Bulgarian Interior Minister Tsvetan Tsvetanov said on Friday that a request had also been sent to Lebanon, where the bomber's two suspected accomplices live.

He spoke a day after revealing that the bomber who killed five Israeli tourists and their Bulgarian bus driver at Burgas Airport on Bulgaria's Black Sea coast last July had not intended to die.

The man "was not a kamikaze but only meant to put the ... explosive device in the baggage compartment of the bus and detonate it later from afar," he told reporters.

Tsvetanov said the two suspected accomplices had been identified as Australian and Canadian passport holders who “belonged to the military wing of Hizbullah.”

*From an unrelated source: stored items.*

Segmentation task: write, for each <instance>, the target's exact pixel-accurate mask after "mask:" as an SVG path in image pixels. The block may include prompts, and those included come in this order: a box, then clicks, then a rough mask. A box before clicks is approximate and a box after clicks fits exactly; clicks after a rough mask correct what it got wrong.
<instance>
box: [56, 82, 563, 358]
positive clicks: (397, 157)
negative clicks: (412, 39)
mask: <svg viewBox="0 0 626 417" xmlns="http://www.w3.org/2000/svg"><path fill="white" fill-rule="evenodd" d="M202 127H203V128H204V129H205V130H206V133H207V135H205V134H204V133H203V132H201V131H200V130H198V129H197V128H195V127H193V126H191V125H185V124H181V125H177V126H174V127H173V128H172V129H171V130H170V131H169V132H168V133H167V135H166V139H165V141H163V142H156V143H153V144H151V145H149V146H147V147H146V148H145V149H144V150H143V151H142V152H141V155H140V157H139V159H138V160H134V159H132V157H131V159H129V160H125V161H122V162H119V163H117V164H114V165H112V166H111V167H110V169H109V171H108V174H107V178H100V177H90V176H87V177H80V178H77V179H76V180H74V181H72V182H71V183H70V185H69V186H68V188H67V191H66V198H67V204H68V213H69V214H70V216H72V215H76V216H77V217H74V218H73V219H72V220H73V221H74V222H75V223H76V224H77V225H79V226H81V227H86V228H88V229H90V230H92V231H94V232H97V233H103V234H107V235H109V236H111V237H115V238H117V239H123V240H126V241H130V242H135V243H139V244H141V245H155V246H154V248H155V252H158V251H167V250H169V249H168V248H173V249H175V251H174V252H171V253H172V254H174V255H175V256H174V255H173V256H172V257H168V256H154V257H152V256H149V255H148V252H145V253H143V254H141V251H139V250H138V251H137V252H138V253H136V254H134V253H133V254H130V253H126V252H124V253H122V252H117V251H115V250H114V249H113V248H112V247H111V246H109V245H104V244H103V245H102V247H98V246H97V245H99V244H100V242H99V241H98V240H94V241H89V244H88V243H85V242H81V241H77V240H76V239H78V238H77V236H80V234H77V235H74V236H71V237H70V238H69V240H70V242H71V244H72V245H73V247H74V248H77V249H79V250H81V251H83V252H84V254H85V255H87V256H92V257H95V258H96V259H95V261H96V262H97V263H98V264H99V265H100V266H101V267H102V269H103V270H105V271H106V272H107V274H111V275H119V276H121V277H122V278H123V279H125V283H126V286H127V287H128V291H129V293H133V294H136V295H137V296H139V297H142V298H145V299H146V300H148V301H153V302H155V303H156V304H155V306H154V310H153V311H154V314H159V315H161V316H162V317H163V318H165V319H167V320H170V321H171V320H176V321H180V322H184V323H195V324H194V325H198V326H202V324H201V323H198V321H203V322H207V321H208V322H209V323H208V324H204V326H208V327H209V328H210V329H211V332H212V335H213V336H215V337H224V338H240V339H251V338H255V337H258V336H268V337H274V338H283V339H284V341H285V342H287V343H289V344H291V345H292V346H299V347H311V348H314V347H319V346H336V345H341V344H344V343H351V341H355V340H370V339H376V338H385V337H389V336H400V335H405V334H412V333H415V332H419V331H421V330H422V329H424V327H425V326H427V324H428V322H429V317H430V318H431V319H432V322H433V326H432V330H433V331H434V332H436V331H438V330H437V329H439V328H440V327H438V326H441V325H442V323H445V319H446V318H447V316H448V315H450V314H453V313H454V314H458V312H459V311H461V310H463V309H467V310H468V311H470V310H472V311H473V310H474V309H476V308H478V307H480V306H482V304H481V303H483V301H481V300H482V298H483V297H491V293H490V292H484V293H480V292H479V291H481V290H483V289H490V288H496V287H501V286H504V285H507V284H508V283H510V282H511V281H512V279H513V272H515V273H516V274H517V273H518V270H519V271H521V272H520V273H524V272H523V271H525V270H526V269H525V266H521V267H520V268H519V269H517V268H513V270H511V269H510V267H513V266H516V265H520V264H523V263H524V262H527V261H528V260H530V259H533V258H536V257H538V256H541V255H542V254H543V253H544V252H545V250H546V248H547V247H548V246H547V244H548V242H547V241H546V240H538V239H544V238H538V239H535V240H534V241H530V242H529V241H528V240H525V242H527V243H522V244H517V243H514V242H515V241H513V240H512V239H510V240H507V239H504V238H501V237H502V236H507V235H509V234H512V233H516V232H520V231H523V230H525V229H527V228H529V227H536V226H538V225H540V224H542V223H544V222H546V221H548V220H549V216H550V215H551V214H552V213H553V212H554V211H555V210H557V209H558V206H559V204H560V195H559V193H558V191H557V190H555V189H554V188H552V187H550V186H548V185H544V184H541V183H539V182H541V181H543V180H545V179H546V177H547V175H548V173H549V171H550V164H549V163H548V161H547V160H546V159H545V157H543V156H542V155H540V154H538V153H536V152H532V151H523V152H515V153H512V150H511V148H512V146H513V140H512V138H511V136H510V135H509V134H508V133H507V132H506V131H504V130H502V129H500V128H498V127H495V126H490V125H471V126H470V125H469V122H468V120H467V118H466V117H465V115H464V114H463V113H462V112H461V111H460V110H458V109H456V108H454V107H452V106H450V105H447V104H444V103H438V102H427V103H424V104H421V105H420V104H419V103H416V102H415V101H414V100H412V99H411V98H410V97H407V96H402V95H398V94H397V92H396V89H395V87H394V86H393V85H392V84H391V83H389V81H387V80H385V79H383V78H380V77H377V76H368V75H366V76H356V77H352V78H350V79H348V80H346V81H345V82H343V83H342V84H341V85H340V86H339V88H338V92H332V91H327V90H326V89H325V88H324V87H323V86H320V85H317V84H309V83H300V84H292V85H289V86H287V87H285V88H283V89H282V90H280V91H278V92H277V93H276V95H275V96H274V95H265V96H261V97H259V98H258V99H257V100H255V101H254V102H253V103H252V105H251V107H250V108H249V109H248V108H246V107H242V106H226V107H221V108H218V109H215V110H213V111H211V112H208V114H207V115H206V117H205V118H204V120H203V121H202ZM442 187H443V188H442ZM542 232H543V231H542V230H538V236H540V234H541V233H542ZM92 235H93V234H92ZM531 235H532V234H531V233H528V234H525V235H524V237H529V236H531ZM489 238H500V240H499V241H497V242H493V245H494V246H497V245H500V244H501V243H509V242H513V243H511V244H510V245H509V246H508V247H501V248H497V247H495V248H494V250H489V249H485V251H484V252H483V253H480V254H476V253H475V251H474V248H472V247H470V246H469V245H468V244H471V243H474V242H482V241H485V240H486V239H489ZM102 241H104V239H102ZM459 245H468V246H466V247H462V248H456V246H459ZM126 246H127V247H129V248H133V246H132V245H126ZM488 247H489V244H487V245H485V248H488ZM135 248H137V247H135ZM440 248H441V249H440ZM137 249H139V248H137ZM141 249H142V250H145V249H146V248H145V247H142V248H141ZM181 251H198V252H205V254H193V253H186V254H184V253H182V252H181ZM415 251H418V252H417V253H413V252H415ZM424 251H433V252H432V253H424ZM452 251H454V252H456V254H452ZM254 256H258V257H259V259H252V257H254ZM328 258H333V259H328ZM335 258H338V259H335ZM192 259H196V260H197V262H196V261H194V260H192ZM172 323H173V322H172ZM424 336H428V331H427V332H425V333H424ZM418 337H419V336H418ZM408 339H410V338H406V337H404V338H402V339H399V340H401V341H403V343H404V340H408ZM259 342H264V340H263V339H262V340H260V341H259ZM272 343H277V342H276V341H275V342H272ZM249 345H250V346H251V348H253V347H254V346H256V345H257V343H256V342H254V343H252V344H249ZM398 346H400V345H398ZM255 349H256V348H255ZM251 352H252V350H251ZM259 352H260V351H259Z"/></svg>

Citing sources close to the case, the Standart daily reported Saturday that Bulgaria had asked Lebanon to arrest and interrogate the identified suspects.

It added that Sofia had asked Australia to confirm the identity of one of the suspects who had lived in Bulgaria under the false name of Brian Jameson and allegedly received a wire transfer from Hizbullah.

Canada has already confirmed the identity of the other suspect who went by the false name of "Ricco" in Bulgaria and had lived in Vancouver from age eight to 12.

The bomber's name is still not known, with his DNA and fingerprints failing to find matches in international databases. Investigators also believe a fourth person was involved.

Bulgaria's announcement that Hizbullah was being the attack led to renewed calls from Washington and Israel on the 27-nation European Union to designate the group a "terrorist" organization.

U.S. Secretary of State John Kerry on Tuesday urged the EU to follow Washington's lead by designating Hizbullah as terrorists in a move that will notably lead to a crackdown on its fund-raising activities.

However, diplomats have indicated that it is unlikely that Europe will name Hizbullah a terrorist organization because of its political strength in Lebanon.

Israel fingered Hizbullah and Iran as being behind the attack shortly after it occurred. On Friday, Iran once again denied that it was involved in the Burgas terror attack.

Iran's ambassador to Bulgaria said that “the Burgas attack has nothing to do with Iran,” adding that his country "condemned terrorism in all its forms."

Shortly after the attack, Iran's UN envoy accused Israel of carrying it out itself.

Hizbullah, whose political arm is the most powerful faction in the current Lebanese cabinet, also denied responsibility and hit out at Israel for waging "an international campaign" against it.